Fred Norman, who flew as an atomic bombardier for the U.S. Strategic Air Command (SAC) during WWII, looks back from his current awakened awareness at the monstrous project – America’s ‘Doomsday Machine’ – in which he was once a willing cog.
Livermore Lab, along with Los Alamos, is where all America’s nuclear weapons have been designed. Now it will be a key hub in the creation of a coming two trillion dollar push to design a new generation of ‘low yield’ – and therefore ‘usable’ -nuclear weapons. Marylia Kelley, Executive Director of Tri-Valley CAREs, reports that 88% of the budget of the Department of Energy (DoE) will now be devoted to ’nuclear weapons activity.’ She reveals that Livermore has announced plans to blow up 1000 pounds of hazardous radioactive materials per day – up to seven thousand, five hundred pounds a year – at an open-air dumpsite in the nearby countryside. Her organization is working hard to block those plans and needs support and participation. For more info: http://www.trivalleycares.org/
Atomic Bomb survivor Rev. Nobuaki Hanaoka points to the hypocrisy of the U.S. – the only country ever to have used nuclear weapons – demanding that other states denuclearize. Nuclear abolition means, he says, that all nuclear-armed states must disarm together. Denuclearization begins at home.

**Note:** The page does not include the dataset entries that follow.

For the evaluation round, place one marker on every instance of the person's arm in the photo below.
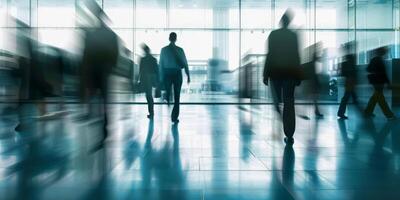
(186, 67)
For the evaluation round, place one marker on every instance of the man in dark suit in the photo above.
(148, 77)
(378, 78)
(172, 61)
(282, 68)
(100, 55)
(350, 73)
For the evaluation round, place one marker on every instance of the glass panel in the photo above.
(51, 36)
(331, 14)
(151, 14)
(256, 14)
(190, 14)
(374, 14)
(120, 13)
(60, 13)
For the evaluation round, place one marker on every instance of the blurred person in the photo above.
(349, 72)
(100, 55)
(378, 78)
(148, 77)
(282, 68)
(314, 78)
(172, 60)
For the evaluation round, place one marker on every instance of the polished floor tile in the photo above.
(215, 152)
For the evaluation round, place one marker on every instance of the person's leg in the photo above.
(371, 103)
(150, 101)
(289, 117)
(343, 104)
(276, 91)
(177, 92)
(104, 97)
(382, 102)
(167, 85)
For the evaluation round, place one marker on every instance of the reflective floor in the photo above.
(215, 152)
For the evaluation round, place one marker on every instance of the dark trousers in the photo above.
(284, 90)
(148, 90)
(379, 98)
(173, 79)
(149, 99)
(345, 101)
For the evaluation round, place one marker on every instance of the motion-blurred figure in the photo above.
(100, 55)
(378, 78)
(172, 60)
(148, 77)
(282, 67)
(315, 84)
(349, 72)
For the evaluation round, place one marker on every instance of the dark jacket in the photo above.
(377, 71)
(283, 60)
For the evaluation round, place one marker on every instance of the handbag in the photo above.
(138, 88)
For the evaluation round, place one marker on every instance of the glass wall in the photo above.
(224, 40)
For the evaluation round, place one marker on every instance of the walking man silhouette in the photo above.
(172, 61)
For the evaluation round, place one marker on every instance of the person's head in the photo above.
(146, 49)
(172, 37)
(286, 18)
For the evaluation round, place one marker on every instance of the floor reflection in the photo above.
(215, 152)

Dr. Robert Gould, former head of the Physicians for Social Responsibility, explains why spending our limited resources on new nuclear weapons instead of on responses to climate change is an ecocidal scenario. Denuclearization and Decarbonization must go together.
Pennie Opal Plant, spokesperson of RiseForClimate.org, explains why the de-nuclearization and de-carbonization movements must join in solidarty to achieve their overlapping goals, and work for the education and active engagement of youth, the Millennial generation that must manage these twin existential threats.
Prof. Christine Hong – Univ. of CA, Santa Cruz – tells how U.S. policies have kept Korean families – and the two Koreas – separated for over half a century.
Teacher, author and Buddhist scholar Joana Macy advocates for confronting the destructive force of nuclear weapons with the binding force of informed collective action.
Author, Pentagon defense analyst and celebrated whistleblower Daniel Ellsberg explains why we must act as if it is not to late to save civilization from nuclear war and climate change. Ellsberg was the Key Note speaker at the Aug. 6, 2018 rally, march and non-violent action commemorating the Atomic bombing of Japan at California’s Livermore Lab, “Remembering Hiroshima & Nagasaki where new nuclear weapons are being created today.” For more info: http://www.trivalleycares.org/
Tri-Valley CAREs attorney and father Scott Yundt introduces the Peace Camp Kids to speak the words and show the art that expresses their views on nuclear abolition.
Jackie Cabasso, life-long nuclear abolition organizer and Executive Director of the Western States Legal Foundation, shows how the hyper-efficient technocratic bureaucracy of the U.S. Manhattan Project resembled the Nazi system that created the WWII German death camps.